Pierre Karl - Laisse-moi te répondre par une autre question. Selon toi, Richard, quel est le meilleur critère pour évaluer l'objectivité d'un média?

Richard (à qui on ne peut pas en passer facilement) – C'est une question piège. Il n'y a pas de meilleur critère puisqu'il n'y a qu'un seul critère : l'estimation des participants dans une manifestation. Plus on en compte, plus on est biaisé. Moins on en compte, moins on est biaisé.

Pierre Karl – Bravo Richard, c'est vrai qu'on ne peut pas t'en passer facilement.
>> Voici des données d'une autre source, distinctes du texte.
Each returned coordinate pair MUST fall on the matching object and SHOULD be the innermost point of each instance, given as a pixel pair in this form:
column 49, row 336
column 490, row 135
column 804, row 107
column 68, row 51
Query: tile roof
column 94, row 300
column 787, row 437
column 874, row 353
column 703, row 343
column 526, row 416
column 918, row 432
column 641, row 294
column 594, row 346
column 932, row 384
C'est de là que m'est venue l'idée d'une base aérienne mobile. Nous ne pouvons plus nous fier uniquement sur l'équipage de l'hélicoptère TVA™ pour faire tous les calculs compliqués nécessaires à ce genre d'estimation. Toutes les opérations de notre entreprise devront se faire dans le ciel, de façon à nous donner une perspective objective globale sur tous les évènements importants. Notre base sera pourvue de moteurs à réaction lui permettant de se promener partout à travers le Québec. Notre équipe de scientifiques, dirigée par Docteur House™, estime qu'il sera possible de se rendre de Gatineau à Gaspé en moins d'une heure. Qu'il s'agisse d'évaluer les dommages causés par une crue des eaux sur le Richelieu ou la longueur des files d'attentes dans les urgences des hôpitaux montréalais, nous serons là où le Québec veut que nous soyons.

Richard (avec un sens pratique étonnant pour un intellectuel) – Mais Pierre Karl, nous ne pourrons pas évaluer la longueur des files d'attente dans les hôpitaux. Nous ne pouvons quand même pas voir à travers les toits?!?

Pierre Karl – Tu penses à tout, Richard… Mais moi aussi j'ai pensé à tout. La base aérienne sera armée de lasers et de lance-roquettes qui assureront le maintien de l'objectivité même dans les conditions les plus difficiles. Si le toit d'un hôpital nuit à l'objectivité journalistique, le toit sera éliminé. Si des témoins se contredisent, l'un d'eux sera éliminé. Si quelqu'un contredit notre version des faits, il sera éliminé. Si des manifestants se révèlent plus nombreux que nos estimations, ils seront éliminés.  Tous les obstacles seront éliminés. (Il rit de façon diabolique) Mwa HA! HA! HA! HA!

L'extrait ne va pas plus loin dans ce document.